De 1508 a 1514 pasa sus días en Talavera de la Reina (a donde vinieron a residir sus padres), y en Toledo, sirviendo de seise o niño de coro en la colegiata de la primera y luego en la Primada de la segunda. Su afición de por vida a la música debió nacer en estos años felices de su infancia. En 1514 marcha a estudiar Ieyes a Salamanca. Y allí, en 1522, se decide a pedir el hábito de San Agustín juntamente con su hermano mayor Francisco. Es maestro de novicios el venerable padre Luis de Montoya, otra figura casi preterida de la España del XVI. Prior, fray Hernando de Toledo. En seguida lo será Santo Tomás de Villanueva, en cuyas manos hará su profesión el 9 de junio de 1523. Poco después será sacerdote, al mismo tiempo que seguirá sus estudios de artes y teología en la cada vez más floreciente universidad. Con todo, no llegó a recibir grados académicos, y nunca será maestro en el seno de su Orden. Pero sí le dedicarán a predicador. Y téngase en cuenta la importancia de este ministerio en aquellos tiempos. Suponía una preparación doctrinal y una habilidad nada comunes, dada la afición de las gentes, y la competencia inevitable de púlpitos que llevaba consigo. Toda la vida ejercitará este apostolado con un aplauso unánime, y con frutos espléndidos de conversión y mejora de vida entre sus oyentes. Es más, el 13 de marzo de 1554 Carlos V le nombrará predicador real, dadas las noticias que tiene del mismo, recibidas sin duda de su hija doña Juana, gobernadora de España en su ausencia. Esta conoce por entonces al padre Orozco, que está de prior en Valladolid, donde ella reside.

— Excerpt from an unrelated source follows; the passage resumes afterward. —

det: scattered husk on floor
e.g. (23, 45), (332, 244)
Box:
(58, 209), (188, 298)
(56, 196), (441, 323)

Mientras tanto, en su Orden ha tenido que moverse bastante en cargos de gobierno. Enumeremos rápidamente sus etapas. De 1530 a 1537 es conventual en Medina del Campo. En 1538, prior de Soria. En 1540, prior de Medina. En 1541, definidor de la provincia de España. De 1542 a 1544, prior de Sevilla. De 1544 a 1548, prior de Granada, y entre tanto, además, desde 1545, visitador de Andalucía.
En 1548 se ofrece a ir a Méjico en ansias de evangelización y de martirio. Pero hubo de volverse desde Canarias a Sevilla, aquejado por la gota artrítica que ya otras veces había padecido. En 1550 reside en Montilla a ruegos de la marquesa de Priego. En 1551, de nuevo en Sevilla. En ese mismo año, prior de Valladolid. En 1554, definidor provincial. En calidad de tal preside en 1557 el famoso capítulo agustiniano de Dueñas. Para, finalmente, residir desde 1560 en Madrid, sin más cargos ya de su Orden, porque la Corte se ha trasladado a aquella villa. Y su condición de predicador real le obliga a estar allí junto a Felipe II, de quien será siempre apreciadísimo.

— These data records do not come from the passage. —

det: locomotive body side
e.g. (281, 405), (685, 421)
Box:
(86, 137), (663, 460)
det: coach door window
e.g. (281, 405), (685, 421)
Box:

Su título de predicador regio le exenciona de los superiores de su Orden. Pero él vivirá siempre en el convento de San Felipe como el más sencillo y observante religioso. Sus gajes o paga de predicador la distribuirá por partes iguales (él podía disponer como quisiera de ella) entre el convento donde habita, las agustinas de Talavera por él fundadas, y los pobres.
Porque, después de varios años de preparación, ha logrado que se abra aquel monasterio de religiosas en 1576, así como el de agustinos de la misma ciudad. Años antes, 1570, ha conseguido también el de agustinas de la Magdalena de Madrid (hoy agustinas del Beato Orozco), y después, en 1588, el de agustinas de la Visitación en el mismo Madrid (hoy agustinas de Santa Isabel).

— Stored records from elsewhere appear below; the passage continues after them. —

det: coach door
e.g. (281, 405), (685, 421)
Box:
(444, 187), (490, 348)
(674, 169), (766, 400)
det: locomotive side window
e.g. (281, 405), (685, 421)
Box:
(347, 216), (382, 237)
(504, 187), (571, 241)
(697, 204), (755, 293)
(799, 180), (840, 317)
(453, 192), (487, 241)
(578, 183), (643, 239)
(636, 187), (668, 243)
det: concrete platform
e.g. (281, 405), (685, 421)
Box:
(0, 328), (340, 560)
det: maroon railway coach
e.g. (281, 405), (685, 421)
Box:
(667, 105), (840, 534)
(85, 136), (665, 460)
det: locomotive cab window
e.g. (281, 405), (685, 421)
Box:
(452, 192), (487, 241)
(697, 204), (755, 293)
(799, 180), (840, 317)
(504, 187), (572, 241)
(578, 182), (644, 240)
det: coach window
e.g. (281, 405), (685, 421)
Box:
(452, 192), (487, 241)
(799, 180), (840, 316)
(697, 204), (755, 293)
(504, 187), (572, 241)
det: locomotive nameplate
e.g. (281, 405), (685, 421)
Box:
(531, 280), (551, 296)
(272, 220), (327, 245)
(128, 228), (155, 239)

De 1560 a 1591 su vida se consume en Madrid de la manera más santa y fecunda que puede imaginarse.
Predicar, ¡y con qué fuego y qué espíritu! ¡Almas! ¿qué hacéis? Y se estremecían los oyentes... Aconsejar a todos: pobres, enfermos, pecadores... Era el hombre de Dios a quien todos recurrían. Desde el rey y los grandes a los últimos miserables... Todos le buscan, le rodean. le aman... El es todo para todos. Hasta los prodigios y gracias se le caen de las manos pródigas de bendiciones y misericordias.
Escribir... Porque estando en Sevilla, 1542, la Virgen le ha dicho por dos noches en sueños: Escribe... Y lo hará hasta morir. Será uno de los escritores espirituales más fecundos del siglo XVI. Luego volveremos sobre sus obras espirituales.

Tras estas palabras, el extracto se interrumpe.